Thursday, 5 March 2009

One that got away....

The Battle of Jericho (October 2008)
I first learned of the district of Oxford called Jericho in January 1987 when John Thaw (aka Inspector Morse) appeared on the TV screens in the first adaptation of the stories by Colin Dexter.
Twenty years later it appeared on my radar again when BW decided to sell the Castlemill Boatyard in Jericho to developers.
Despite opposition from the boating fraternity, the local residents and Oxford City Council, a proposal was made to build flats on the site .
On our return to Oxford last summer after a trip up the Thames to Lechlade with Robin and Carole in nb Inanda we spent a few days in Jericho. Our stay coincided with a public meeting to discuss the appeal which was about to be considered following the refusal of the original planning application. It is not uncommon when plans are made to develop canalside sites for public opinion to be split between the boaters and the local residents. Often the outcome is that building goes ahead and boaters' interests are ignored. At this meeting I attended in Jericho a question was asked of all present "do you really want a boatyard here with all the noise this entails?"
The unanimous response was "Yes we do"
If there were no other reason to oppose this development that response should have been enough!
The following pictures may help you understand the context.

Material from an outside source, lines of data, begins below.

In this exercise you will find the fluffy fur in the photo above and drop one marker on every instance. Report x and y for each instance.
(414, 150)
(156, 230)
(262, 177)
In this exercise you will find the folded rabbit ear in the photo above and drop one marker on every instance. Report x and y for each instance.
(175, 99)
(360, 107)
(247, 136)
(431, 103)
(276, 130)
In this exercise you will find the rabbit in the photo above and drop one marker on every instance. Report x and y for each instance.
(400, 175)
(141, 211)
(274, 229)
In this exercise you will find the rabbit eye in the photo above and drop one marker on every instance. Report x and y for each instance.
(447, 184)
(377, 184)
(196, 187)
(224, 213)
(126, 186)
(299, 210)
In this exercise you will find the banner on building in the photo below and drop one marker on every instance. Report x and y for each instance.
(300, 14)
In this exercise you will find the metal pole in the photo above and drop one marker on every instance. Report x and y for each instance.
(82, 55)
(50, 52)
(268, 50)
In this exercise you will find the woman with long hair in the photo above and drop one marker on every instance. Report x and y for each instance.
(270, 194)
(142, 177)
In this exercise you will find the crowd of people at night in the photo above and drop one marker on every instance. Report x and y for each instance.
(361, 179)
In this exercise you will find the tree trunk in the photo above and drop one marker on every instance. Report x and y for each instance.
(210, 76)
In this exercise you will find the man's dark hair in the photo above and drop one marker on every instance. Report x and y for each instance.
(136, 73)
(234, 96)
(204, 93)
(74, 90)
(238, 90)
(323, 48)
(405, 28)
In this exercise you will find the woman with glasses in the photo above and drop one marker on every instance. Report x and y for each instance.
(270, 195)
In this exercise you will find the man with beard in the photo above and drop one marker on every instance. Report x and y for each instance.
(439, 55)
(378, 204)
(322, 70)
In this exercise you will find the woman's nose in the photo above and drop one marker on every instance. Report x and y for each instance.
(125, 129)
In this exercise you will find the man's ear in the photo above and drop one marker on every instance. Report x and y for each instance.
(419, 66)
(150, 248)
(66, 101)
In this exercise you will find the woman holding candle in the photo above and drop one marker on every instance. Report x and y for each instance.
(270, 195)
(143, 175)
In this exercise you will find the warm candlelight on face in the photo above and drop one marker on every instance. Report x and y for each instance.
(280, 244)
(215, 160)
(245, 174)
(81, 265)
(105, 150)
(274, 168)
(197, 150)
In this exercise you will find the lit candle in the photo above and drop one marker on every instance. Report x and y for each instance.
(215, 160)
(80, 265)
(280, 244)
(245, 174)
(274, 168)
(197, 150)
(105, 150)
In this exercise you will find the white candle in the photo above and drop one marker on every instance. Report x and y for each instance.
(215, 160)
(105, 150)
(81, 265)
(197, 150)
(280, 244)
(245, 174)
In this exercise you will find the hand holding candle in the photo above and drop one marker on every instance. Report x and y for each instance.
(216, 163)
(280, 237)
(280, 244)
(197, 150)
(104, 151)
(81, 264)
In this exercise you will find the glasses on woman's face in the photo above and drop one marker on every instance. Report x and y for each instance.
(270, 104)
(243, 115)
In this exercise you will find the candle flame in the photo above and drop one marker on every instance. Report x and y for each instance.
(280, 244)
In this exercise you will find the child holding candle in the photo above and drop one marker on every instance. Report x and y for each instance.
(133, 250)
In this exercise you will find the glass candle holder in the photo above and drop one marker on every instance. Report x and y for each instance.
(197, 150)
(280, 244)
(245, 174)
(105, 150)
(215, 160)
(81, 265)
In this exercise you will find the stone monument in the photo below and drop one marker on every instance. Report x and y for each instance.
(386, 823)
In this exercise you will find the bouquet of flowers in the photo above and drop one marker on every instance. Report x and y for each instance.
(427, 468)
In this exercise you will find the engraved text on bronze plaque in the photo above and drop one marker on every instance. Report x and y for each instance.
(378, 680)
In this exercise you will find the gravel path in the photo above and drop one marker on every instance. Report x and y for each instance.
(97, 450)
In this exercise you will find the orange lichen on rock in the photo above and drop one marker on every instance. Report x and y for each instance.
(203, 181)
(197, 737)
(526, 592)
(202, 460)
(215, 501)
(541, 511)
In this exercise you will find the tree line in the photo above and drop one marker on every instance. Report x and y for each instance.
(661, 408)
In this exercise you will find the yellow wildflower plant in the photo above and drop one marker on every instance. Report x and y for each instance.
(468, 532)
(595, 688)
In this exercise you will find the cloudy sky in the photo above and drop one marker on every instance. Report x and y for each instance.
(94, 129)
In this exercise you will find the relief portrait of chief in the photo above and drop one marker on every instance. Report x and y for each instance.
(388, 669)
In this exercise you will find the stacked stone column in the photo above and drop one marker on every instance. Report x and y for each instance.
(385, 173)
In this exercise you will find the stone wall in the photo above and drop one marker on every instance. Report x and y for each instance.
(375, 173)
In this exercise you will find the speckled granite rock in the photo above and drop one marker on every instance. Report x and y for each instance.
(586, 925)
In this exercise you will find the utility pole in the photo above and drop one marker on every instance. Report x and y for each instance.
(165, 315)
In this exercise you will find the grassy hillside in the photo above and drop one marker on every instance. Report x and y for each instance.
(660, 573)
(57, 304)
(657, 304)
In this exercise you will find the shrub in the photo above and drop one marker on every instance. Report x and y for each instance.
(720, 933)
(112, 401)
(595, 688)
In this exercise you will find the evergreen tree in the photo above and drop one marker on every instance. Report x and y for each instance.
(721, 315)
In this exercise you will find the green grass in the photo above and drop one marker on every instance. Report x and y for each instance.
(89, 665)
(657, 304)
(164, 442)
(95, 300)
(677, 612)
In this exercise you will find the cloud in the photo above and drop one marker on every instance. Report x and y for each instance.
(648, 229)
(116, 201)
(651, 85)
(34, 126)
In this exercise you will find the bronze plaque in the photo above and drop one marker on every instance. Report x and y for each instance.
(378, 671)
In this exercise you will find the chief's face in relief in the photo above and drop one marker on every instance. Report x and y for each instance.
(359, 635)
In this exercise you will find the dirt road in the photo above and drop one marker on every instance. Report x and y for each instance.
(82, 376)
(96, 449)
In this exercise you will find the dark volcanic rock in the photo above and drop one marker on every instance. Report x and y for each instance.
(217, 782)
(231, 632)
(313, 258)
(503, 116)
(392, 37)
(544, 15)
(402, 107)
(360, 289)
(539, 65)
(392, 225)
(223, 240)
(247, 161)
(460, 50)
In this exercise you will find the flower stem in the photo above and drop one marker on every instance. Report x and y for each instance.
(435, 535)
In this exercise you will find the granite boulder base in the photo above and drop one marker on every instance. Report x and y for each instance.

Castlemill Boatyard as it was













...as it is now....












...and how the developers see the future.






The observant readers will have noticed something missing from the future, apart, that is, from any boat life. (Presumable the bollards in the development were ornamental as they often are nowadays)
Where is the church?
The church of St. Barnabas was built in 1868/9 for the benefit of the workers at the newly relocated Oxford University Press and their families. The architect's brief was that he "should design a church to hold a thousand people for as small a sum as possible" with the proviso of course that he "should be able to produce a dignified interior, no reasonable expense was to be spared in first securing strength , solidity and thoroughly sound construction in every part; and not a penny was to be thrown away on external appearance and decoration"
The original plan was to use concrete but this was too expensive and local stone rubble was used. Although Portland cement had been used in the new London sewers some twenty years previously it was hardly a common building medium at this time . However, it did not happen that way.
The 130ft campanile which was completed in 1872 quickly established itself in the Oxford skyline and is mentioned in Thomas Hardy's Jude the Obscure and John Betjeman's poem Myfanwy. Betjeman went further and wrote a poem dedicated to the church.

St. Barnabas, Oxford
How long was the peril, how breathless the day,
In topaz and beryl the sun dies away,
His rays lying static at quarter to six
On polychromatic lacing of bricks.
Good Lord, as the angelus floats down the road
Byzantine St. Barnabas, be Thine abode.

Where once the fritilliaries hung in the grass
A baldachin pillar is guarding the Mass
Farewell to blue meadows we loved not enough,
And elms in whose shadows were Glanville and Clough
Not poets but clergymen hastened to meet
The redden'd remorselessness Cardigan Street

The artist's impression of the Jericho development is detailed enough to include some foliage in the foreground but somehow fails to indicate that the Oxford skyline would be changed irrevocably by obscuring the iconic tower of St. Barnabas.
Again I leave you with some pictures of St. Barnabas and hope that when you next go to Oxford you find time to wander between the artisans' cottages of Jericho and take a look at what a church built cheaply for 1000 people looks like.



















PS. The appeal was dismissed and last week the developer went into administration so the future of this site is up in the air again.